Friday, August 19, 2011

What We Don’t Talk About: PTSD

      There are a number of taboos in contemporary American culture.  One of them is male-on-male rape and another is post-traumatic stress disorder (PTSD).  There were a number of American movies that dealt with the issue for Vietnam veterans in the late 1970s, but usually the vet turned out to be psycho and tried to kill civilians at home like in “The Park Is Mine”.  We’d taped “Waltz with Bashir” a 2008 Israeli animated film, written and directed by Ari Folman, and it nails the after effects of war for soldiers.  In this case, that was the 1982 Lebanon War when Israel invaded southern Lebanon because of continued conflicts with Palestinians living close to the border.  Israel was tacitly supported by both
the United States and the United Nations.  However, an international commission investigated massacres on September 16 at the Palestinian refugee camps in the Sabra and Shatila neighborhoods of Beirut and concluded that Israeli forces were indirectly or directly responsible even though members of the Christian Lebanese Phalangists actually conducted the killings.   Two days earlier, Bachir (Bashir) Gemayel, Lebanon’s President-elect and a senior member of the Phalange Party was assassinated.  

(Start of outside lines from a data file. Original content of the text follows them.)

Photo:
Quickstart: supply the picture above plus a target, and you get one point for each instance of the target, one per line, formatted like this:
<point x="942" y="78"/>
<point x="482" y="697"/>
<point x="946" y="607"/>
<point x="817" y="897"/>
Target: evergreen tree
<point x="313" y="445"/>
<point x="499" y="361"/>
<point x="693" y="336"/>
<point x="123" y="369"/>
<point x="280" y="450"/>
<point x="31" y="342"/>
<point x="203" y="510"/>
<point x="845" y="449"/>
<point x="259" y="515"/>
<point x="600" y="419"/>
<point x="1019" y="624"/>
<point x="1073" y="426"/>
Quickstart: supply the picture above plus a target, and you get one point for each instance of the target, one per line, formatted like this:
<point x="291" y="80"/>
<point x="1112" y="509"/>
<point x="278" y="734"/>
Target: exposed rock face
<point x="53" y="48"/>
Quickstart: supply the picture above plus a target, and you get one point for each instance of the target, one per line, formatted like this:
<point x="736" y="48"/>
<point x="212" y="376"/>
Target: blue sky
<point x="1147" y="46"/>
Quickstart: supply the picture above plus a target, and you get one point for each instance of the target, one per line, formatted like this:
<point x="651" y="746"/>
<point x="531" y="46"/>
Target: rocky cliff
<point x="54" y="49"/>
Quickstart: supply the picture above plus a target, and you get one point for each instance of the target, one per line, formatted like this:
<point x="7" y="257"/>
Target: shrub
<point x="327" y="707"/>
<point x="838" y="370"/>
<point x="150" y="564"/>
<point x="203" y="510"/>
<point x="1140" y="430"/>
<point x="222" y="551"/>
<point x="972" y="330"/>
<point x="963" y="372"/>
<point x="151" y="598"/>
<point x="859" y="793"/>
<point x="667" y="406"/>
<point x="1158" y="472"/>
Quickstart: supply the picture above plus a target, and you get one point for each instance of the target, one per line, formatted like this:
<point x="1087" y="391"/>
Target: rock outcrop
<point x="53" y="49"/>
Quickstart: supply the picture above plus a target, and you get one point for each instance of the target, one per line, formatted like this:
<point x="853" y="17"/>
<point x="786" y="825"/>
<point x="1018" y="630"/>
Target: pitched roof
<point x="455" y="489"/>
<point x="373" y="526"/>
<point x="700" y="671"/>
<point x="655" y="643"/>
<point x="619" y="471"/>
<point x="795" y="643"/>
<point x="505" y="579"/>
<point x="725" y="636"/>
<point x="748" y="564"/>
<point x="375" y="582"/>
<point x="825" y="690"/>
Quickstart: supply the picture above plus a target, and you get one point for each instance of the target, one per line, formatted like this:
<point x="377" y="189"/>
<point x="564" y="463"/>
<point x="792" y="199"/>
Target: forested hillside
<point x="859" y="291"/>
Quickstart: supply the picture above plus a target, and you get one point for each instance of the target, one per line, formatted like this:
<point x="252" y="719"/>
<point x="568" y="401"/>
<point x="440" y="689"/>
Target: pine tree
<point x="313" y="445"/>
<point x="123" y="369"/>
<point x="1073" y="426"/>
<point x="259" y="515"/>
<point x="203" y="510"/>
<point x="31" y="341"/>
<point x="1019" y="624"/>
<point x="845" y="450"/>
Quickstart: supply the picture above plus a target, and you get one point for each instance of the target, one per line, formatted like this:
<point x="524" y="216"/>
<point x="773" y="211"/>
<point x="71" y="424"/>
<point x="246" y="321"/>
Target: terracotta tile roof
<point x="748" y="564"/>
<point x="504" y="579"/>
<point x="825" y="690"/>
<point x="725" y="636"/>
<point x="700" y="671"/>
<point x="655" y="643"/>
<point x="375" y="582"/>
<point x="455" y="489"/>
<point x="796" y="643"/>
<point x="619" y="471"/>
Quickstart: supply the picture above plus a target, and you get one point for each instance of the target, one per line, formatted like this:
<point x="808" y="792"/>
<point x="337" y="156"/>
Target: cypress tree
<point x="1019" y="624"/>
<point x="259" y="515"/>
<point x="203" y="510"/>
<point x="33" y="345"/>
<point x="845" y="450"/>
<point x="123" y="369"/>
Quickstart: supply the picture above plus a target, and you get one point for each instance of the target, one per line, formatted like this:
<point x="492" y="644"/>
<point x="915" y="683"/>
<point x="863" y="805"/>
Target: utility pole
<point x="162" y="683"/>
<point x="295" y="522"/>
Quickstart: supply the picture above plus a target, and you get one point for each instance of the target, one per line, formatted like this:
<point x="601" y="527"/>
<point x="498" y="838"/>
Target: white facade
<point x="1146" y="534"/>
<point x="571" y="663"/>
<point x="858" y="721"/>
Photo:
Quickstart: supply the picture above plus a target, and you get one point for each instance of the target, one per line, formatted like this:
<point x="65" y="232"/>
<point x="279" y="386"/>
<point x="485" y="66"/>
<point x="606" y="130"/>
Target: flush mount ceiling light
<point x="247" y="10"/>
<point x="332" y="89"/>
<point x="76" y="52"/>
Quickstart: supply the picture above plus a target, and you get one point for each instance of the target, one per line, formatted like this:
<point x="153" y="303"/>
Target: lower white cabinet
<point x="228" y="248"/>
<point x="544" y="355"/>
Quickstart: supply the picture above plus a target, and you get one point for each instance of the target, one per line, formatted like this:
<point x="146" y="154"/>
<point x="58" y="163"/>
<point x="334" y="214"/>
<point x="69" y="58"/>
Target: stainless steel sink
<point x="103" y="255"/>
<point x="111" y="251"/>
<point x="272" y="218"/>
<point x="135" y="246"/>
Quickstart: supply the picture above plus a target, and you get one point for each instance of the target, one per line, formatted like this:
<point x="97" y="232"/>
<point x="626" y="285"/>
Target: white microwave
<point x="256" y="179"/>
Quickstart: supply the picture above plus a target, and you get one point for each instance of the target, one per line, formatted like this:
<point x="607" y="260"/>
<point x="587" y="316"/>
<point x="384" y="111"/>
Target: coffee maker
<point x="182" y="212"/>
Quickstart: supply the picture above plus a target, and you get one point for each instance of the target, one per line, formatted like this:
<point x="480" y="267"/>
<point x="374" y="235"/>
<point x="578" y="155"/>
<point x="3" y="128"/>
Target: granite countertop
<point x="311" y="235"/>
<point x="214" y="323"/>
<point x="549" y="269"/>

      That’s a quick overview of the situation, but a viewer doesn’t need to know that in order to get and respond to the film.  It’s Folman’s autobiographical investigation into why he cannot remember what he did during the invasion, though he was a nineteen year old soldier in the Israeli Defense forces.  He interviews old friends and comrades, none of whom feel that they behaved heroically, but all remember Folman being present.  He realizes that he is blocking what he did in order to survive mentally and emotionally.  When he does finally come to see what he did, the movie pulls off a major coup.  It shifts from animation to the live news footage of the massacre’s aftermath.  It reflects Folman’s use of a narrative (or lack thereof since he cannot remember) and medium (animation, which turns fact into fiction through representational art) that are finally dropped in favor of a reality that cannot be ignored – the massacre’s victims (Lebanese and Palestinian civilians) and his role, however circuitous, in that event.  

      “Waltz with Bashir” sharply conveys that soldiers are trained, but still unable to figure out what is really going on in any situation during a war, and that in many cases, they are facing a kill or be killed dynamic.  I kept thinking that this must be what it’s like for American forces in Iraq.  Kathryn Bigelow’s “The Hurt Locker” captured the fear and the thrill of the Iraq War, but that was about a bomb detonation unit, not combat infantry.  Kayla Williams’ extraordinary memoir of serving in Afghanistan “Love My Rifle More Than You” nails the excitement, desperation, and boredom of service, but also examines various physical, mental, and emotional after effects of our current wars.  However, I don’t know of an American movie that does so.  That should be a major concern for our national culture because it reflects our decision not to take these wars seriously.  

      The TV show “Cold Case”, which ran from 2003 – 2010 (concurrent with both the wars in Afghanistan and Iraq), addressed PTSD in terms of murder and its aftermath.  The subtext in each episode was that murder froze the participants so that no matter how much time passed, they did not fully age or mature until the case was solved.  The hook for the series was that two actors played each of the suspects and that it was one of the few fictional narrative series to deal with the seismic shifts in American culture over the past sixty years.  Personally, I thought they did the best with the stories set in the 1970s and the 1990s.  One unintended gag was that if you wanted to commit a murder, do so in Philadelphia because they wouldn’t solve it for at least a decade.

      Sixteen years ago, my sister worked for Walter Reed Medical Center as a member of a team interviewing Desert Storm veterans.  That was a very short war and considered successful in meeting its objectives in 1991.  Three to four years later, after assessing many veterans’ mental and emotional issues, my sister ascertained that almost every one of them had either emotional, mental, and/or physical issues for which they would need medical, educational, and career support for years, if not decades.  It begs the question of whether we have come through for them.  That’s a drop in the ocean compared to the vets that have been returning from Afghanistan for almost a decade and Iraq for eight years.